3D Mesh Models and Reality Capture
The ability to create full and accurate 3D models from aerial photography has come a long way in recent years, and we can now produce quite clean and crisp models, showing an incredible level of detail.
This technique is often referred to as Reality Capture (or Reality Mesh), meaning we can capture an asset, site, or even an entire city and present it in a way which allows the viewer to see that location as if they were there themselves (i.e. take a virtual site visit). Measurements and coordinates can be taken easily from these models simply by clicking between points. Unlike pointclouds, 3D mesh models are solid surfaces, and can contain a lot more visual information while using less data.
3D models can be provided in various file formats such as FBX, OBJ, 3MX and ESRI i3s. Alternatively, Online Data Platforms (see below) allow these data-heavy formats to be simply viewed online in a standard web browser, streaming only the details required, which makes them much more accessible.
Below you can see a short demonstration video showing 3D models of sites at 3 scales and levels of detail.
Custom Data Analytics
Drones allow you to capture vast amounts of data very efficiently, but for many customers that data only becomes useful to them when analysed and processed to give them the answers they need. That’s where data analytics comes in, which is software to distill gigabytes of raw data to extract the answers you are looking for, and presenting those in a succinct and easily understood manner.

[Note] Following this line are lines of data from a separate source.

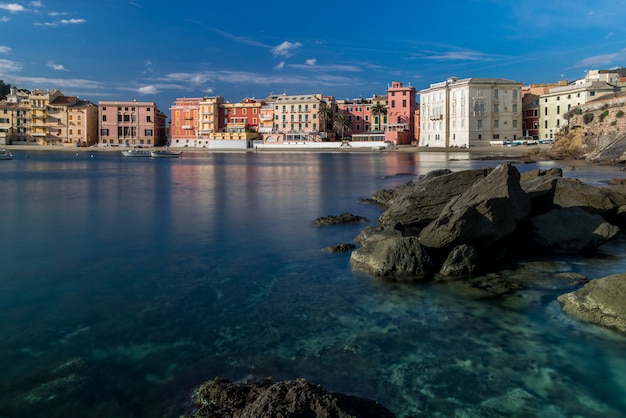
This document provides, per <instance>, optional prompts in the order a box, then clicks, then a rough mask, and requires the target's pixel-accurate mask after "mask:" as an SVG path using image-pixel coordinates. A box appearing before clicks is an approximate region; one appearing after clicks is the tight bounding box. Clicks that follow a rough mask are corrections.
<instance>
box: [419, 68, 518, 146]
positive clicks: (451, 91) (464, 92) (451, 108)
mask: <svg viewBox="0 0 626 418" xmlns="http://www.w3.org/2000/svg"><path fill="white" fill-rule="evenodd" d="M420 109H421V111H420V138H419V146H423V147H440V148H449V147H458V148H469V147H473V146H489V145H490V143H491V141H513V140H516V139H518V138H519V137H521V136H522V83H521V82H516V81H511V80H507V79H504V78H466V79H462V80H459V79H458V78H456V77H451V78H449V79H448V80H446V81H444V82H441V83H435V84H431V86H430V88H428V89H424V90H421V91H420Z"/></svg>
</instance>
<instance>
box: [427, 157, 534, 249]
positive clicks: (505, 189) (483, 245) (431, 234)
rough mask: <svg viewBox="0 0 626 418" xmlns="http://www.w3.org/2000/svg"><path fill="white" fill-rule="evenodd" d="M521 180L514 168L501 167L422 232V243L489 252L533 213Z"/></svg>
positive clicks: (512, 231)
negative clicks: (463, 245) (479, 249)
mask: <svg viewBox="0 0 626 418" xmlns="http://www.w3.org/2000/svg"><path fill="white" fill-rule="evenodd" d="M519 179H520V174H519V171H517V169H516V168H515V167H513V166H512V165H511V164H509V163H507V164H502V165H500V166H498V167H497V168H496V169H495V170H493V171H492V172H491V173H490V174H489V175H488V176H487V177H486V178H485V179H483V180H481V181H478V182H477V183H475V184H474V185H473V186H472V187H470V188H469V190H467V191H466V192H465V193H463V194H462V195H460V196H459V197H458V198H456V199H453V200H452V201H451V202H450V203H449V204H448V205H447V206H446V207H445V208H444V209H443V210H442V212H441V214H440V215H439V217H438V218H437V219H435V220H434V221H433V222H431V223H430V224H429V225H428V226H427V227H426V228H424V229H423V230H422V232H421V233H420V235H419V238H420V242H421V243H422V244H423V245H424V246H426V247H429V248H437V249H441V248H445V247H448V248H452V247H454V246H457V245H461V244H468V245H473V246H475V247H477V248H478V247H482V248H485V247H487V246H489V245H493V244H495V243H496V242H498V241H500V240H502V239H503V238H505V237H507V236H508V235H510V234H512V233H513V232H514V231H515V228H516V227H517V224H518V223H519V222H521V221H522V220H523V219H525V218H526V216H528V214H529V213H530V200H529V198H528V196H527V195H526V193H525V192H524V191H523V190H522V188H521V187H520V183H519Z"/></svg>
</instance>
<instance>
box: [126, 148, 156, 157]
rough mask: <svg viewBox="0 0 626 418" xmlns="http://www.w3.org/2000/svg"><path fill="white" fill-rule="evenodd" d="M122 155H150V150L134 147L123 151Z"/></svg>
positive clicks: (138, 155)
mask: <svg viewBox="0 0 626 418" xmlns="http://www.w3.org/2000/svg"><path fill="white" fill-rule="evenodd" d="M122 155H123V156H124V157H149V156H150V151H149V150H143V149H139V148H133V149H129V150H124V151H122Z"/></svg>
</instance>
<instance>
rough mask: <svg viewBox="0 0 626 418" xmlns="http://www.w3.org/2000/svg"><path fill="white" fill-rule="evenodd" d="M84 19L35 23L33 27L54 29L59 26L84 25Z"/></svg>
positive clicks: (75, 19)
mask: <svg viewBox="0 0 626 418" xmlns="http://www.w3.org/2000/svg"><path fill="white" fill-rule="evenodd" d="M86 22H87V21H86V20H85V19H61V20H57V21H56V22H35V23H33V25H35V26H48V27H56V26H59V25H80V24H82V23H86Z"/></svg>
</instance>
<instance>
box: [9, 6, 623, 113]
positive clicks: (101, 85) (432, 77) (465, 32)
mask: <svg viewBox="0 0 626 418" xmlns="http://www.w3.org/2000/svg"><path fill="white" fill-rule="evenodd" d="M617 67H626V0H612V1H608V0H595V1H589V0H585V1H579V0H568V1H562V0H522V1H510V0H465V1H454V0H450V1H429V2H423V1H415V0H398V1H396V2H395V3H393V2H392V4H388V3H386V2H383V1H369V2H368V1H361V2H349V1H343V2H333V1H326V2H320V1H313V2H299V1H293V0H290V1H284V0H270V1H262V0H255V1H250V0H239V1H217V0H197V1H190V0H177V1H165V0H150V1H148V0H133V1H127V0H104V1H98V2H96V1H92V0H42V1H18V0H15V1H3V0H0V79H1V80H4V82H5V83H9V84H12V85H15V86H17V87H18V88H25V89H29V90H34V89H50V90H52V89H58V90H61V91H62V92H63V94H65V95H67V96H79V97H81V98H83V99H86V100H90V101H92V102H93V103H96V104H97V103H98V102H99V101H101V100H103V101H104V100H119V101H126V100H137V101H148V102H156V103H157V105H158V107H159V109H160V110H162V111H164V112H165V113H166V114H169V108H170V106H171V105H172V104H173V102H174V100H175V99H176V98H180V97H205V96H222V97H223V98H224V99H225V100H227V101H230V102H233V103H234V102H239V101H241V100H243V99H244V98H247V97H252V98H256V99H262V98H265V97H267V96H268V95H270V94H279V93H286V94H312V93H322V94H324V95H332V96H334V97H335V98H337V99H354V98H359V97H371V96H372V95H373V94H379V95H384V94H386V90H387V87H388V85H390V84H391V82H392V81H399V82H402V83H403V84H404V85H410V86H414V87H415V88H416V89H417V90H418V91H419V90H421V89H425V88H428V87H429V86H430V84H432V83H437V82H440V81H444V80H446V79H447V78H449V77H451V76H456V77H459V78H468V77H501V78H507V79H510V80H514V81H519V82H522V83H524V84H532V83H550V82H556V81H559V80H563V79H565V80H568V81H574V80H576V79H580V78H583V77H584V76H585V72H586V71H588V70H593V69H610V68H617Z"/></svg>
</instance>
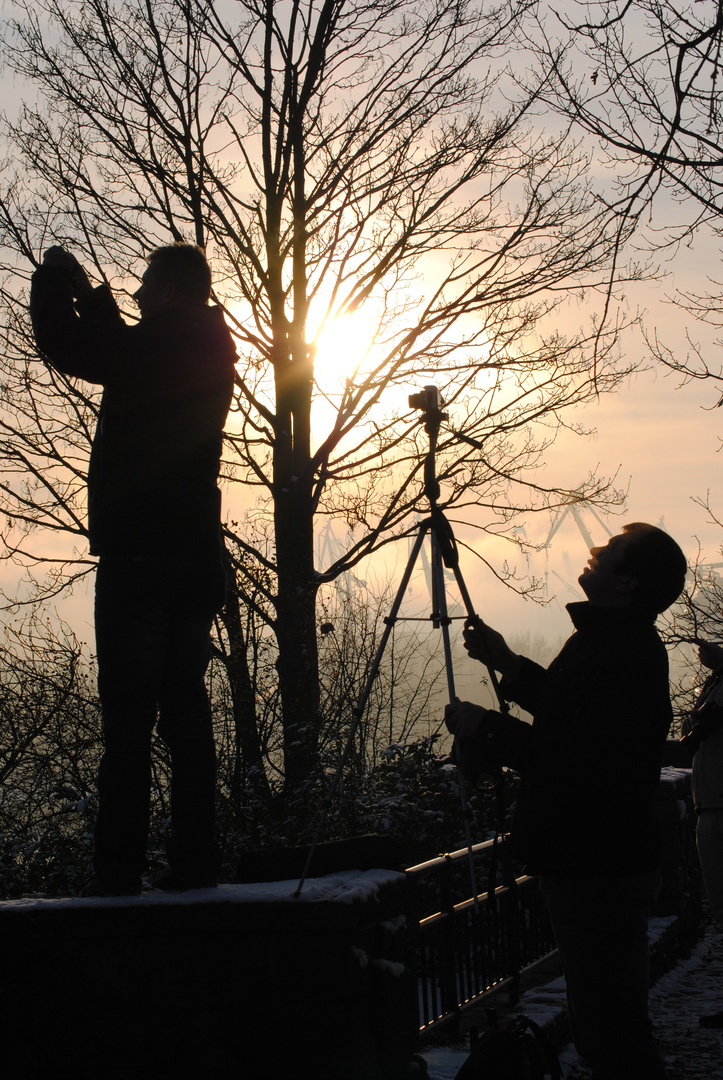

As an example you can see on the right a small section of plantation forestry survey, which has been run through our custom analytics software to count the tree stems and analyse their heights. This allows the client to see at a glance how that area is progressing, whether it could benefit from assistance, or whether they are better off calling in the bulldozers and starting again. It is obviously incredibly valuable information to a forestry company to know now, rather than in 20 years, whether this patch of trees will yield them a good financial return.
Online Data Platforms
Although some clients will need files they can load into their own CAD or GIS software, many just need to be able to view the data.
In this case an online platform makes the most sense, allowing you to view it all in a very easy and intuitive manner, using just a standard web browser (which in most cases is even compatible with your mobile devices). This not only simplifies viewing, but opens this highly-valuable data up to a much wider audience. For example instead of just the surveyors and GIS team being able to see a site and take measurements, upper management and any stakeholders granted access can do it just as easily.
There is now a wide variety of online platforms available, with some being for general use while others are specific to particular assets (e.g. solar farms) or use in certain industries (e.g agriculture). At AUAV we aren’t tied to any one platform, but can recommend the best option for each client’s individual needs.
On the right you can see a stockpile calculation in the excellent platform from Propeller, which is well-suited for mines, quarries and earthworks. And underneath you can see rooftop solar panels being measured in AUAV’s own online data platform inSite, which is currently in development to assist with managing assets in a more visual manner with full 3D reality meshes.